Peter Hitchens

Why was a brilliant BBC serial kept in its most secret vaults?

BBC Four announced this morning that ‘The Roads to Freedom’ will play on the BBC for the first time since the 1970s on Wednesday 27 July. In May, Peter Hitchens asked why the BBC had kept it in the archive… 

If someone had managed to bottle the essence of the 1960s – the exciting, adventurous bits – wouldn’t you want to take at least one deep draught? I certainly would. I sometimes long for the power to recreate that odd, dangerous, thrilling time, if only to see if I have got it right in my memory. In fact, they did bottle it. But nobody is allowed to taste the vintage. Well, almost nobody, as we shall see.

The BBC possesses, beyond doubt, a full recording of its 13-part 1970 dramatisation of Jean-Paul Sartre’s The Roads to Freedom trilogy. Set mainly in Left Bank Paris at the very end of the 1930s, its action prefigures the late 1960s quite remarkably. And having been made at the very end of that haunted era by men and women then in their prime, it is an astonishing, potent experience to watch it now in 2022, as I have, and you bizarrely cannot. It was first screened on BBC2, then a genuinely highbrow channel, in the late autumn of 1970, just as the 1960s were slipping unstoppably into the past.

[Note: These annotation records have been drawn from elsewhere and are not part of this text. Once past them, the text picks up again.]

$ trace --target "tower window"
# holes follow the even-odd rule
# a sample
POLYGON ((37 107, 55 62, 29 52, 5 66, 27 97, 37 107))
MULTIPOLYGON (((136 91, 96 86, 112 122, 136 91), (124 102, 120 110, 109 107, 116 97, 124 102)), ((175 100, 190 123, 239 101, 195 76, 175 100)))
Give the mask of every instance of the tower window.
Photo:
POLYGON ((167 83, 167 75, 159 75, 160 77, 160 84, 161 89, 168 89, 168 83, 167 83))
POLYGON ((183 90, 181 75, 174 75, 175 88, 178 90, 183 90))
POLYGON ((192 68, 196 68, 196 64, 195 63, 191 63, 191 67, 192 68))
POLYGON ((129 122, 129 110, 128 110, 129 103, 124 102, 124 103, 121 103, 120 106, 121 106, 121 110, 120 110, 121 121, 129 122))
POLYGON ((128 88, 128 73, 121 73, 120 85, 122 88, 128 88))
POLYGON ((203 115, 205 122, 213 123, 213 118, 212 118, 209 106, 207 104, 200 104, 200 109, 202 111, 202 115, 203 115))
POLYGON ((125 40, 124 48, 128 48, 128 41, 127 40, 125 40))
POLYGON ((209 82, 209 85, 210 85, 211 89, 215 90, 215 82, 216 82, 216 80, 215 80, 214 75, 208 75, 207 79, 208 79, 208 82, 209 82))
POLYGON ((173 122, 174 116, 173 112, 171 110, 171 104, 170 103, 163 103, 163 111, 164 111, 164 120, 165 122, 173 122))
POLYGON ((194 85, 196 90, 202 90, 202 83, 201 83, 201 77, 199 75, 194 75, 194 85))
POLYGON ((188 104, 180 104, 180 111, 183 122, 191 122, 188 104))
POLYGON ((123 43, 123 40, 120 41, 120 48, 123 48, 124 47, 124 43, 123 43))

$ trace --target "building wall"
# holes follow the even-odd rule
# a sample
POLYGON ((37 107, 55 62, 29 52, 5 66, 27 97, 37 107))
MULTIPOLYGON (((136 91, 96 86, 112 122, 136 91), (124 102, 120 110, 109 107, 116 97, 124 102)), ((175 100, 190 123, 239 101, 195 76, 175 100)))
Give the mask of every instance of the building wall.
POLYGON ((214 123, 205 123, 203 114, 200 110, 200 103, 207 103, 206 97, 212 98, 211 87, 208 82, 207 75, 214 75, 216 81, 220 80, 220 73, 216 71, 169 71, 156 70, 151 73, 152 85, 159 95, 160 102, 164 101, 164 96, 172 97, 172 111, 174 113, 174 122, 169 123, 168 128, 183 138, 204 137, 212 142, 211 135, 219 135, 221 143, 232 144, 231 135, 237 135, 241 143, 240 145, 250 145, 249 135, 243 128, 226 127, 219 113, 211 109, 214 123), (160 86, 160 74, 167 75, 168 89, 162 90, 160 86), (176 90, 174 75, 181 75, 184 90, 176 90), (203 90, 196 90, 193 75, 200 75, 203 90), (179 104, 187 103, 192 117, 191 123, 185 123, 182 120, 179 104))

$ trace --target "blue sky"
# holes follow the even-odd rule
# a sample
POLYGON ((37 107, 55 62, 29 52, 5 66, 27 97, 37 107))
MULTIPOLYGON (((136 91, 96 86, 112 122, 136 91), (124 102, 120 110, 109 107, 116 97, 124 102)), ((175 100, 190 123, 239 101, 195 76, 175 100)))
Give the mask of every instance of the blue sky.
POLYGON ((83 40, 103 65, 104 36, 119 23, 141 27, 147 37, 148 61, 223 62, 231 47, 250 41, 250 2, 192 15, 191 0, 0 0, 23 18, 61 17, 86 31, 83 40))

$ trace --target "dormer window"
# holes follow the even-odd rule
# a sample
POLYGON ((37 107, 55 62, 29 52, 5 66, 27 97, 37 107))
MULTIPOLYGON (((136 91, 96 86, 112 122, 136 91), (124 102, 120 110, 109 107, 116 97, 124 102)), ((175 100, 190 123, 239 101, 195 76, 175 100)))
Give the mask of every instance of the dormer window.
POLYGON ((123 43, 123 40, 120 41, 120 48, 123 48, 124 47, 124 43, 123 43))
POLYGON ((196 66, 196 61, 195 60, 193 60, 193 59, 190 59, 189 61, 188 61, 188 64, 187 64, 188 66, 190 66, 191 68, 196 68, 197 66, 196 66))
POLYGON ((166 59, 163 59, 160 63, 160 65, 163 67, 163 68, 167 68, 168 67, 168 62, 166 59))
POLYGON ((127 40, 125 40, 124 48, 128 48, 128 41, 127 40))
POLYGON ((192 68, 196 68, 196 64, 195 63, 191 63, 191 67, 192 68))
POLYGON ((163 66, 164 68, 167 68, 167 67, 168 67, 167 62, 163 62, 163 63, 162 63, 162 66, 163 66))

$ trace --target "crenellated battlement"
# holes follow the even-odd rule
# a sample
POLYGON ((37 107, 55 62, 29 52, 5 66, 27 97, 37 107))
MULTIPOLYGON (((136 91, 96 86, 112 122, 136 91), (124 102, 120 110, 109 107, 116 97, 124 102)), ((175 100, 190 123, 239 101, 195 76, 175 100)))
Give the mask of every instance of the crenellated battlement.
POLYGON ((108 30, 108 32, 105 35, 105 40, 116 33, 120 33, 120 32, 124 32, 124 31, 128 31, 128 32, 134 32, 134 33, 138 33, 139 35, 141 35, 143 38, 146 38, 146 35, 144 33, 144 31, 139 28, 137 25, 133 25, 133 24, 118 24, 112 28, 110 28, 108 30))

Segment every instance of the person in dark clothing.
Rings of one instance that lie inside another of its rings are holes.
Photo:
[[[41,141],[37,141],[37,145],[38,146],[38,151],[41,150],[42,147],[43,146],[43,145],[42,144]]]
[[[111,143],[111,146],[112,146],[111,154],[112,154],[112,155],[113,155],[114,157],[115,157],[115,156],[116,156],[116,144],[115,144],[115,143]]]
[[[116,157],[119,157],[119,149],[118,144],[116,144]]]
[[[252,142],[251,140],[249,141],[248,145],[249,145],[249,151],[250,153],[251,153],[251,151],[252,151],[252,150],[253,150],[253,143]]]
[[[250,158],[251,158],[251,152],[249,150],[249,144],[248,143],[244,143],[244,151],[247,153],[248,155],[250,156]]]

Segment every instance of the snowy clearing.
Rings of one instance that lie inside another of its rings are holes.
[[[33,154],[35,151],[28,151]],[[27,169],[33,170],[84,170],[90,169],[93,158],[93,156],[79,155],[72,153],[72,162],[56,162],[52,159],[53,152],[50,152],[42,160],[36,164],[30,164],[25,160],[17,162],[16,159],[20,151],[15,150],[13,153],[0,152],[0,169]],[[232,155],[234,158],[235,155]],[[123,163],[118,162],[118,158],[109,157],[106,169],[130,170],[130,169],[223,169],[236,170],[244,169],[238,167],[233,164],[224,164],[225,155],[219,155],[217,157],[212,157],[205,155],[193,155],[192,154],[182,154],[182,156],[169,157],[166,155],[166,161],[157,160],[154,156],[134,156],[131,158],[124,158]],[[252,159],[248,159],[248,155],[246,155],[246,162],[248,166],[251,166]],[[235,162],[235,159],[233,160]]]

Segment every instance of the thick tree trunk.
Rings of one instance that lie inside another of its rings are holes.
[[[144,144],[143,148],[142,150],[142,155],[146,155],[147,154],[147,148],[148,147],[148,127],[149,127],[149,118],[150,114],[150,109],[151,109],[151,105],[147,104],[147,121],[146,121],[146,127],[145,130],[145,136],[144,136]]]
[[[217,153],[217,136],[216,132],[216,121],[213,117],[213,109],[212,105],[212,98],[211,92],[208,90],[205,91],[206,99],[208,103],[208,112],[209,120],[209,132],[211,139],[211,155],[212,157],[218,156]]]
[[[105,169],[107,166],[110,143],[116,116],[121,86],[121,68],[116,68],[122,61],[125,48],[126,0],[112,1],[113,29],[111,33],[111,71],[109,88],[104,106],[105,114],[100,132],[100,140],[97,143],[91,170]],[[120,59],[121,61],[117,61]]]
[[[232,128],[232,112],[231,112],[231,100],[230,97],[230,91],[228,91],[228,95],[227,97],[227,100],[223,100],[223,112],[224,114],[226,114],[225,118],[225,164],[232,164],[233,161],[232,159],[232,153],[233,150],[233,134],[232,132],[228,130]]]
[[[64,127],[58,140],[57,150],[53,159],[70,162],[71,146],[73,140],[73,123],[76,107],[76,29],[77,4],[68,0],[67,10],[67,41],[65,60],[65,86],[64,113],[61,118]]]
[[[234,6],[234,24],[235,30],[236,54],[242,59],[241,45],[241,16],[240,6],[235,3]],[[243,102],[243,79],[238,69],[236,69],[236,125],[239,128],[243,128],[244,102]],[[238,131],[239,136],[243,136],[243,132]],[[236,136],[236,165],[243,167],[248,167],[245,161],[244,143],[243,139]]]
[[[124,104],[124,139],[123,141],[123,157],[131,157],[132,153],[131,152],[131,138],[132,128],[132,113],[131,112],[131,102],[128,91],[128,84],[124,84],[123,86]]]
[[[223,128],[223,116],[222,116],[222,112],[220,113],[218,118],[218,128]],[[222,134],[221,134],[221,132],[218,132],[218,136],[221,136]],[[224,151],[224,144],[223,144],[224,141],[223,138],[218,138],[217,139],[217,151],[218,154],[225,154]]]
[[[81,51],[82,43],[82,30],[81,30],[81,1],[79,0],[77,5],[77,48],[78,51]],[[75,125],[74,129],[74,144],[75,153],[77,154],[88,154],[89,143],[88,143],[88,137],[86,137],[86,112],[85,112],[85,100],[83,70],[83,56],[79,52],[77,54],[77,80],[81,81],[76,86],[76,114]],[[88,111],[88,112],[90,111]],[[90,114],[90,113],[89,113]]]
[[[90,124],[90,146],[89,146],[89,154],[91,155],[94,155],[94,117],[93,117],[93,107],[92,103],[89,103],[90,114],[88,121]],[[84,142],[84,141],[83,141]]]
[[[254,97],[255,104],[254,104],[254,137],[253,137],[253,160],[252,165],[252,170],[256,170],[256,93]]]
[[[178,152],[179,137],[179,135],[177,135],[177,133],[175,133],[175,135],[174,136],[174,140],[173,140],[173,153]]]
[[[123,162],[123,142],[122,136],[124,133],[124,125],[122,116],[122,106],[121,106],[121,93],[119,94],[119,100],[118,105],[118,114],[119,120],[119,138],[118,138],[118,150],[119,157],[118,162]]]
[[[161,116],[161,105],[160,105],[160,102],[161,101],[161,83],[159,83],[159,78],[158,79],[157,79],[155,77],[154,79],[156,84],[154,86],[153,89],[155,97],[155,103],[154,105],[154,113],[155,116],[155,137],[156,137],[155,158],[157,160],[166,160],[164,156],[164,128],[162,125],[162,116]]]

But mysteriously it has not been transmitted or made available on any platform since a repeat in 1977. We know a complete recording exists because the series was shown over a single weekend at the British Film Institute in 2012. There are no plans to repeat this.

‘There’s a shortage of workers.’

The Roads to Freedom dealt mostly with the months between the Munich agreement and the fall of France. In 1970, these towering events were as recent as the fall of the Berlin Wall is now.